The most famous New Year's Eve “drop” is the 11,875-pound icosahedral geodesic sphere that descends the flag pole at One Times Square in Manhattan. But New York isn’t the only place where objects are dropped on New Year’s Eve (and no, we’re not counting your drunken uncle’s trousers in this list). Here’s what folks elsewhere around these United States will be watching as they count down the remaining seconds of 2010:
1. Georgia’s Peach
Atlanta’s Peach Drop draws about 100,000 people downtown every year, while several million more watch it from the comfort of home via the America One television network. The 800 lb. peach, which is repainted and refurbished every year, is made from Fiberglas and foam, the same materials used to manufacture most commercial surfboards.
2. The Buffalo Ball
Buffalo, New York, has been dropping its own ball since 1988. Accompanied by a massive fireworks display, the ball falls from the top of the Iskalo Electric Tower on Washington Street in downtown Buffalo. Last year’s event was almost canceled due to the economy and the ethics of a cash-strapped city spending the $40,000 necessary for security and sanitation crews, but local businesses opened their wallets and the show went on as scheduled. Unlike its sister in Times Square, the Buffalo Ball takes a full 58 seconds to descend, which helps to build the crowd tension to fever pitch once the final 10 second countdown begins.
3. Marsupial Moment
To some of us, they are pointy-nosed sharp-toothed nuisances who nest in our garages and are a step-cousin once removed from a rat. But to the residents of Brasstown, North Carolina, the opossum is a New Year’s Eve icon. The tradition started in 1990 when Clay Logan, owner of the Citgo station on Greasy Creek Road (honest!) in this small Appalachian town said (in that true “can-do” American spirit), “If New York City can drop a big ball on New Year’s Eve, why can’t we drop a ‘possum?”

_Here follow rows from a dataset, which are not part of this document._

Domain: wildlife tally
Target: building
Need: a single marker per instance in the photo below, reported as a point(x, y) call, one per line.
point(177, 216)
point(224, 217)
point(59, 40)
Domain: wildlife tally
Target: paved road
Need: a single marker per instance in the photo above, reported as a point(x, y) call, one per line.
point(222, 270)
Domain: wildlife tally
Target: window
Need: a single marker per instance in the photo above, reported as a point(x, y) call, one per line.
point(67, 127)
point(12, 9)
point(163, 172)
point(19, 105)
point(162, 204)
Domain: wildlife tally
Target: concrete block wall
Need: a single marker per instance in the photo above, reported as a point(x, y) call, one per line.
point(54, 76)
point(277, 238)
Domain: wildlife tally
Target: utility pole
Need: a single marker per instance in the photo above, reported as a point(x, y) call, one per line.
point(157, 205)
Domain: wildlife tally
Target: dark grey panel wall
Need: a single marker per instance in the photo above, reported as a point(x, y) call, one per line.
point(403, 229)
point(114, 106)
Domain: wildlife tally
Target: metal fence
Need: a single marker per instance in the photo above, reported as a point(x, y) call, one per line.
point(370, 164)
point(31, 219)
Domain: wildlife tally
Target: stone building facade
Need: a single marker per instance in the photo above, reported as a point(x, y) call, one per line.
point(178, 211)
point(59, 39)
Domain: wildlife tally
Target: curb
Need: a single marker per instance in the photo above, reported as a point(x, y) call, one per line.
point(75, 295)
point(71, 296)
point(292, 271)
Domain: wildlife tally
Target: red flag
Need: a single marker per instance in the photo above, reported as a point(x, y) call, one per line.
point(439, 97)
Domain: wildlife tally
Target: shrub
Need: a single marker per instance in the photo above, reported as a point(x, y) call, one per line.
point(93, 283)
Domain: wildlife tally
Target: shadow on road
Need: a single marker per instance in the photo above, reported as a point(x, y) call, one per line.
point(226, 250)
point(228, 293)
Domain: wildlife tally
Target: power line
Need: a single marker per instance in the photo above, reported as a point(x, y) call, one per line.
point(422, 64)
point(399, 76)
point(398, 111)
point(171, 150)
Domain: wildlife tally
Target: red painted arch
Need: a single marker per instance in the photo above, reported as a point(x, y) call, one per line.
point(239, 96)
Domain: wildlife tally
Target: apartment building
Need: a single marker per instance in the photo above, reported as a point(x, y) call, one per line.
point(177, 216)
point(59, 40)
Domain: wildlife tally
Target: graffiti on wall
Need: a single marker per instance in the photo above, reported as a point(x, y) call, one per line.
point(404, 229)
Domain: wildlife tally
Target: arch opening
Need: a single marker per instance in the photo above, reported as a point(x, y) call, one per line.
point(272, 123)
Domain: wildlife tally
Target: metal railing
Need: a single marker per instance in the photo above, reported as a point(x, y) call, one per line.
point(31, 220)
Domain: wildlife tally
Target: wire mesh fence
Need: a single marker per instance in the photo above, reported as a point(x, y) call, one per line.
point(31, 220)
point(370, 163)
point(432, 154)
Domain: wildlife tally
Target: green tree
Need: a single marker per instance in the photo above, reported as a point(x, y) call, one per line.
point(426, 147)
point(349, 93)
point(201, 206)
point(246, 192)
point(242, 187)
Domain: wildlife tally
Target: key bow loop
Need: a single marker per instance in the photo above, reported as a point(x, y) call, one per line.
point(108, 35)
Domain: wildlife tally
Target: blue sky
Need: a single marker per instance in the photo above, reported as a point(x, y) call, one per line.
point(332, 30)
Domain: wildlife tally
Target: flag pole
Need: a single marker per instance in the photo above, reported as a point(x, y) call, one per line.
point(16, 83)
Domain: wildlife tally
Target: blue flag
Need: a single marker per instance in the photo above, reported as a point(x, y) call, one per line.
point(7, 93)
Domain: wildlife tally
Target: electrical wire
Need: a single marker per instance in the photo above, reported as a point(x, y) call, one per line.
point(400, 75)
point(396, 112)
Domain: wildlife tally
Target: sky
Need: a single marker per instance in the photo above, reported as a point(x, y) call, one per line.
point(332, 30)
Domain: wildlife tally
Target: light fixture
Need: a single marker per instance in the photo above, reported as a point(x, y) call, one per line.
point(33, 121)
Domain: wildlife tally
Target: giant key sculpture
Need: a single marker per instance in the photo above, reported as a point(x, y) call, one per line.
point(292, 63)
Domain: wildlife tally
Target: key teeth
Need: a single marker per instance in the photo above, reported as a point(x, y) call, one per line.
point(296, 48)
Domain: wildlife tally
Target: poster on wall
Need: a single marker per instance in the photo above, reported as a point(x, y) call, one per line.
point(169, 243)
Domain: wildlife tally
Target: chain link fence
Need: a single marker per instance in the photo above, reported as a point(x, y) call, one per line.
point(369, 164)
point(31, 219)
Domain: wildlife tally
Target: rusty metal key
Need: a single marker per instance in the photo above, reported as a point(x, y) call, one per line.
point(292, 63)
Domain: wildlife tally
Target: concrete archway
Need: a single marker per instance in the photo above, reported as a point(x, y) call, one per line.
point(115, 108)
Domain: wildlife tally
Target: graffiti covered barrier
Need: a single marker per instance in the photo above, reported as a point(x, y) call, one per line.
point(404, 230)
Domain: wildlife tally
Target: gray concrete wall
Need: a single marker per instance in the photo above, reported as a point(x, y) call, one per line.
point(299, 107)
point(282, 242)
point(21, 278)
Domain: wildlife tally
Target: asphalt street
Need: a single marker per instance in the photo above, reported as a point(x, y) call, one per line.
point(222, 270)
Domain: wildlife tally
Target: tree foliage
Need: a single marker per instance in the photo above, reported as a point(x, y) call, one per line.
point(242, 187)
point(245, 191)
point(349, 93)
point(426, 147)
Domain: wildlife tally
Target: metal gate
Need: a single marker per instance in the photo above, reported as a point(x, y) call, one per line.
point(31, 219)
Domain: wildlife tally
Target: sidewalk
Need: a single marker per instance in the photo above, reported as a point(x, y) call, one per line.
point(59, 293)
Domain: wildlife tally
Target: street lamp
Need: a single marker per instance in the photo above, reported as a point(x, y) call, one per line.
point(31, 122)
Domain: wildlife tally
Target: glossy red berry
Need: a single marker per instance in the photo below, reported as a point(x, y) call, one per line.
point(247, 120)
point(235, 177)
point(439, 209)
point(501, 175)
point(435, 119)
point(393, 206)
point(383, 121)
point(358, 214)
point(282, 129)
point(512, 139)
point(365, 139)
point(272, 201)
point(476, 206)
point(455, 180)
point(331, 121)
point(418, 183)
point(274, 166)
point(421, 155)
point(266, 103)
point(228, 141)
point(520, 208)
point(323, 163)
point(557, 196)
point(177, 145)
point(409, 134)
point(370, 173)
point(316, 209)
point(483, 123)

So each year around November 30, Mr. Logan captures a live opossum in a DNR-approved trap and feeds it top-quality cat food until New Year’s Eve, when he transfers the ‘possum to a Plexiglas box, which he lowers via rope from the roof of his gas station just seconds prior to midnight. The last seconds of the year are counted down with appropriate ceremony by Logan and the assembled crowd of hundreds as the opossum descends to the ground. He is then released back into the wild, perhaps a bit confused by his brush with celebrity.
Of course, any occasion involving a live animal is bound to get noticed by PETA sooner or later, so in recent years Mr. Logan has obtained both state and federal permits for his ‘possum drop, and all concerned authorities have observed, inspected and agreed that the little varmint was treated humanely.
4. Peep Show
5. Reelin’ in the Year
There is always something fishy going on in Port Clinton, Ohio, the Walleye Capital of the World. And the town has been packed to the gills every New Year’s Eve since 1996, when Wylie the 20-foot, 600-pound Fiberglas walleye (constructed by a local taxidermist) was first lowered at the stroke of midnight. The festival includes everything from walleye sandwiches to walleye wine to walleye popcorn on sale for those willing to shell out a fin or less.